From the beginning, the administration declared war on the words that protected equal rights for all Americans, fired women and racial minorities from leadership positions, and attacked transgender Americans. It worked to replace civil servants with loyalists who embraced the tenets of Project 2025, putting people like former Fox News host Pete Hegseth at the head of government agencies. Yesterday Greg Jaffe and Maggie Haberman of the New York Times reported that in a break with past practices, Hegseth, now secretary of defense, is requiring nominees for four-star general positions in the U.S. military to meet personally with Trump.
It worked to dismantle the government by refusing to release the money Congress had appropriated to fund the existing government. Thanks to billionaire Elon Musk at the “Department of Government Efficiency” and Russell Vought—another author of Project 2025—at the Office of Management and Budget, the administration illegally impounded funds, slashing through funding for foreign aid, cancer research, veterans’ benefits, air traffic control staffing, and so on, claiming to be eliminating “waste, fraud, and abuse.” That fight is ongoing.

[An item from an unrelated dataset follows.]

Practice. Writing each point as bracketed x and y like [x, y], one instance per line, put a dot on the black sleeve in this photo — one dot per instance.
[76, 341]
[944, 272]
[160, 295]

Richardson proceeded to enumerate the extent to which MAGA is implementing Project 2025–shrinking or abolishing government programs that serve ordinary people while further enriching the wealthy. The party of “limited government” is dramatically expanding government’s power.

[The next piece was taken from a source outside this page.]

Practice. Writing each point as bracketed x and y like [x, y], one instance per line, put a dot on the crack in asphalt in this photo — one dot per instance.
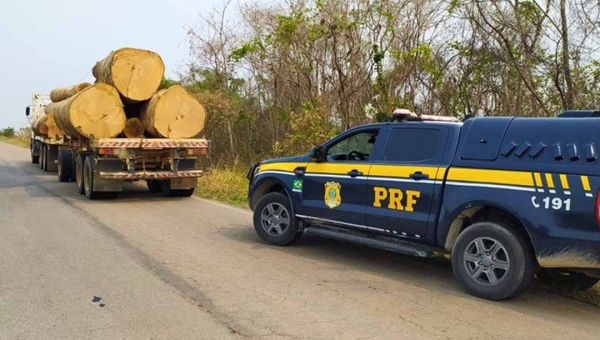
[187, 290]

The administration set out to purge the country of what extremists claimed was “leftist” influence in law firms, media, and universities. It illegally blocked lawyers from law firms that represented Democrats from access to federal buildings, making it impossible for them to represent their clients. It sued media outlets for alleged bias, and it withheld congressionally appropriated funds for universities.
There’s much more, as we all know– that daily firehose of assaults on the government of We the People, assaults aimed at replacing the America we thought we knew. substituting cronies for civil servants so that “royal court” can invite bribery and engage in open corruption with impunity.
We the People need to keep that big picture in mind. We need to ignore the self-engrossed pundits mucking around in the weeds, criticising various Democrats and focusing on perceived past errors. We have one job. ONE JOB. We need to take Congress back from the GOP invertebrates who will go down in history either as complicit fascists or disgraceful quislings.